On Thu, 2010-08-26 at 23:23 +0200, Georg Homola wrote:
allow me one additional remark that may be crucial for those considering to invest in new cards. Although the Fermi class cards make use of the same architecture (Geforce GTX 480 and Tesla C2050 for example), for consumer products (GTX 400 series), double precision performance has been limited to a quarter of that of the "full" Fermi architecture (Tesla C20xx). Error checking and correcting memory (ECC) is also disabled on consumer cards. I don't really know how important double precision is for the CUDA enabled Freesurfer tools, but this could mean you have to buy four GTX cards to catch up with the performance of one Tesla card.
This is correct. At the moment, I don't think that I use double precision anywhere, hence we're experimenting with CUDA Capability 1.1. I may have to start using double precision, given the problems which have just been found with mri_em_register_cuda. However, I'm not sure what the performance impact of the degraded GeForce performance will be. I'm reasonably certain that most of the code is bandwidth bound, so if anything a GeForce will outpace a Tesla, even if it uses double precision.

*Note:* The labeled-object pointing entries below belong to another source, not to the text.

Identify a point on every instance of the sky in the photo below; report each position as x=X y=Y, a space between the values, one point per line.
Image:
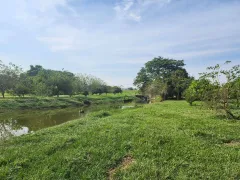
x=113 y=39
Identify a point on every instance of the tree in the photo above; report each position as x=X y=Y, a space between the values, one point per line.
x=117 y=90
x=8 y=77
x=23 y=85
x=34 y=70
x=85 y=93
x=168 y=73
x=218 y=94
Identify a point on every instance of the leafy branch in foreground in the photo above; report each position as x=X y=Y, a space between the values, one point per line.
x=219 y=88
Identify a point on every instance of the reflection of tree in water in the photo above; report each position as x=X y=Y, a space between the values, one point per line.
x=10 y=127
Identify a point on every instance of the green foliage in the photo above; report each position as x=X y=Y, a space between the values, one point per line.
x=117 y=90
x=169 y=140
x=46 y=82
x=8 y=77
x=162 y=76
x=219 y=95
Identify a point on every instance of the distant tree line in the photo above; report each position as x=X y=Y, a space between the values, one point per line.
x=46 y=82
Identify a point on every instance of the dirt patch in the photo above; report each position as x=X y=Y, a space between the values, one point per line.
x=125 y=163
x=233 y=143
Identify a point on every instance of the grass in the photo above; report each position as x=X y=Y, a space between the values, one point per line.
x=32 y=102
x=169 y=140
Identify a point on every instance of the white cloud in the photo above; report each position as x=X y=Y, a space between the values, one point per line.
x=133 y=9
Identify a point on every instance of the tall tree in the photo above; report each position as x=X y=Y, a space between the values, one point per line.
x=167 y=73
x=8 y=77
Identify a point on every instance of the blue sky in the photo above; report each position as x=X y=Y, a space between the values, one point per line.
x=112 y=39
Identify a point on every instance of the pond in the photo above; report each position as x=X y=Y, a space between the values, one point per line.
x=19 y=122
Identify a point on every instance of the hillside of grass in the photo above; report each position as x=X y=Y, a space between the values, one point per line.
x=33 y=102
x=169 y=140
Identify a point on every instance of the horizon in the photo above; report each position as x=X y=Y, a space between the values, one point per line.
x=113 y=39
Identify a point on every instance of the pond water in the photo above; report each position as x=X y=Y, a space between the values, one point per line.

Of greater concern is the amount of memory available. The Tesla cards have quite a bit more RAM. This is likely to become important in the near future, as I work to get the rest of the mri_ca_register pipeline onto the GPU - the GCA structure is quite sparse, but for the initial port, I'll burn RAM instead of coming up with a cunning packing method. There will be enough to debug without worrying about optimisation.
Regards,
Richard